If you're going on a winter hike this year, be prepared for the worst

On Wednesday, we went skiing at Belleayre Mountain once again.

As my friend Rich and I crossed over the hill on Route 28 below Andes, we looked at the mountains in the distance. There wasn't a drop of snow to be seen. Rich made the comment, "Maybe we should have brought our hiking boots instead of our skis."

As we passed by Margaretville, we discussed doing a hike up one of the Catskill peaks in the near future. After all, with no leaves on the trees, we would be able to get some decent views that are lacking in most of the Catskills during the regular hiking season.

Before long, we were riding up the Super Chief lift and skiing down the snow-covered trails. After one of the runs, a fellow joined us on the lift.
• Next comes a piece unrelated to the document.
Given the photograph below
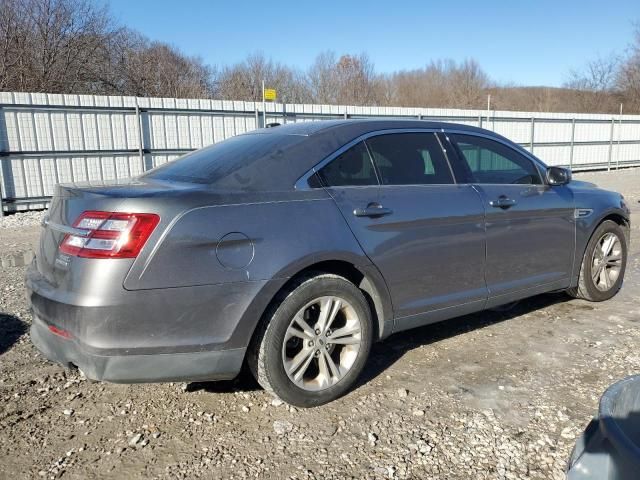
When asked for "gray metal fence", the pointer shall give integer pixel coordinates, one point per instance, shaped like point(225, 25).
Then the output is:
point(51, 138)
He said he had hiked Balsam Mountain the day before since it was such a beautiful, spring-like day.

A friend of his had climbed Balsam Lake Mountain recently and had a wonderful time. The trail was open and relatively easy until reaching higher elevations. Above 3,500 feet, there was a lot of hard pack and ice. He slipped several times, wishing he had taken crampons with him on the trip.
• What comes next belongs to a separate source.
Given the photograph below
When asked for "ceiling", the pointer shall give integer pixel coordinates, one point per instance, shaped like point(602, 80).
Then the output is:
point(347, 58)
Basically, if you like to hike, this is a perfect time to do it. It's not often we have winters such as this.

A couple of weeks ago, my friend Lee Ferrara _ a teacher and coach at Oneonta High _ climbed three of the Adirondack High Peaks _ Saddleback, Pyramid and Gothics.

The nice thing about the Adirondacks is the magnificent views from the many bald summits.

Lee had climbed Algonquin _ the Adirondacks' second highest peak _ at 2 in the morning last summer to see the sunrise, but winter climbing is a different game altogether. Usually you have to contend with high winds, brutal snow, ice and the freezing cold, but not this year.

The Adirondacks boast of 46 summits above 4,000 feet. All three that they climbed that day were better than 4,500 feet. There was even snow at lower elevations, but they were prepared with snowshoes.

It had rained the day before and thick ice coated the trees once they reached around 3,500 feet. The trees hung down into the trail and the frozen branches snapped as they pushed them out of the way. The higher Lee and his buddy climbed, the deeper the snow was in the trail. With the icy crust, however, they were able to walk on top of the snow instead of sinking into it. His ice axe was definitely helpful on some of the steeper sections of the trail.

Because Lee uses the very aggressive MRS Ascent Snowshoe, regular crampons were not necessary. The heavy steel teeth beneath your foot and the jagged metal edges performed very well on the icy trail, allowing them to go anywhere with exceptional grip.

Once on top, they could see for miles. The snowy summits of the High Peaks reached high into the sky and were highlighted by the many rocky slides that left wide, white streaks of snow and ice down through the dark Adirondack forest. It certainly made the strenuous climb worthwhile.

Winter hiking and climbing can be very rewarding, but you have to be prepared for the worse. Weather often changes very rapidly in the mountains. Make sure you carry extra clothing, plenty of food and water, and everything you need in case you get stranded. It happens more times than you think.